My preference is that the board-CEO relationship be a partnership among peers focusing on achieving desired outcomes and impacts for the nonprofit. (I, with others, would make and have made CEOs, who deserve the position, voting members of their boards! Some state laws specifically outlaw it.)

There are many precedents for a nonprofit CEO to become a peer board member, some without voting rights, some with full voting rights. One nonprofit group is university presidents, where shared governance with faculty bodies can be the norm. For example, when General Eisenhower became president of Columbia, he referred to the faculty in an initial presentation as “Columbia employees.” Later a senior faculty member informed him “With all due respect, the faculty is the university.”

Another nonprofit group is hospitals where the CEO may also be or has been the chief medical officer. The level of medical expertise needed to lead requires that a peer relationship be developed. Also if the hospital CEO is a management person, he and the chief medical officer must have a peer relationship, which extends to the board.

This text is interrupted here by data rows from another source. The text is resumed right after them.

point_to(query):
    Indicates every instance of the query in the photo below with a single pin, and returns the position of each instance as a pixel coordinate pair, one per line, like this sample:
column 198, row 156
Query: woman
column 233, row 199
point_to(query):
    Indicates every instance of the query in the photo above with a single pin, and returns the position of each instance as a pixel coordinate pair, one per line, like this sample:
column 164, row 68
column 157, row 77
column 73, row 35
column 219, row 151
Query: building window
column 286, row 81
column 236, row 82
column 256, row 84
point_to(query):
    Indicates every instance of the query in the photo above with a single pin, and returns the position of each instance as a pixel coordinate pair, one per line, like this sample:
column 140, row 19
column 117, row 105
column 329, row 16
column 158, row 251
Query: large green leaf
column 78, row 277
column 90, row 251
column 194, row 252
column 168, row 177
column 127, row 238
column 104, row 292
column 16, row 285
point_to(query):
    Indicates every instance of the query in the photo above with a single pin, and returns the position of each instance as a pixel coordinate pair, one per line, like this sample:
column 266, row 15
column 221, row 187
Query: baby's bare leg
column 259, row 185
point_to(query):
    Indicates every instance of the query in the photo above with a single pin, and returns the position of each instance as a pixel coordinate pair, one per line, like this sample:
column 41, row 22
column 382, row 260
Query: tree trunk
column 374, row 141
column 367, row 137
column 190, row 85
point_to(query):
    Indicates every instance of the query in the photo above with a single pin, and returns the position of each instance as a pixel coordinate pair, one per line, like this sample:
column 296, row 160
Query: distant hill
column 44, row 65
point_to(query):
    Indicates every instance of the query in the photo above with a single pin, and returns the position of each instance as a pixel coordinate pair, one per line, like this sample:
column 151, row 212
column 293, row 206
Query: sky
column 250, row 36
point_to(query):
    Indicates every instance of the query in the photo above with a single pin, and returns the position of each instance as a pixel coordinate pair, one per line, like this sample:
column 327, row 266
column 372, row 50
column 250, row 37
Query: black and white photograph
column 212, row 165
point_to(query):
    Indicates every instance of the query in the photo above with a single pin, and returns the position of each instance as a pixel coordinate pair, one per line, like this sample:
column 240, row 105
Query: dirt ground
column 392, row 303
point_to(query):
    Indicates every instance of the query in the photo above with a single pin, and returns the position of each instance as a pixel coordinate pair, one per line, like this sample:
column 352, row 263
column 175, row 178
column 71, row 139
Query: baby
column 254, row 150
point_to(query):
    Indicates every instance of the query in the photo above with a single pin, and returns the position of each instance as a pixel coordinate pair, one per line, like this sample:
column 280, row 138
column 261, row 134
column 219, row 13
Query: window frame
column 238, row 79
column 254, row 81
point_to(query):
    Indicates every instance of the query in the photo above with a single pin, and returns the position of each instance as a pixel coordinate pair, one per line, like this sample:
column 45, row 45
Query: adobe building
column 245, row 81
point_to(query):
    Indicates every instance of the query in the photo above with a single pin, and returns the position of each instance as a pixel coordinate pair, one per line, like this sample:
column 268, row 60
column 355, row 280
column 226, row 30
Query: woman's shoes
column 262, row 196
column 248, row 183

Hallmarks of a Peer Relationship
• The CEO values the board trust assigned him/her, and carefully guards against the board receiving surprise announcements.
• The board avoids any attempts to micromanage, a natural tendency for many nonprofit boards.
• When a board member works on a specific operating project, it is clearly understood that he is accountable to the CEO for results.
• The CEO has board authority to borrow money for short term emergency needs
• The CEO understands need for executive sessions without his/her presence.
• The CEO understands the need for robust assessment processes to allow the board to meet its overview duties.
• Both board and CEO are alert to potential conflicts of interest which may occurs.
• Both value civil discussion when disagreements occur.
• The board realizes that nobody does his/her job perfectly, and it does not react to occasional CEO modest misjudgments.

Summary
Elevating a nonprofit CEO to a status of board peer does not automatically make the CEO a powerhouse. The board legally can terminate the CEO at will. However, in my opinion, the following benefits can accrue to the organization.

The peer relationship help will:

• Help the organization to build a desirable public brand.
• Allow a capable person to interface with the media.
• Define a role for the CEO to lead in fundraising.
• Allow the organization to hire better qualified personnel.
• Allow the organization to present a strong management environment to funders. After all, top people readily communicate with people in similar positions.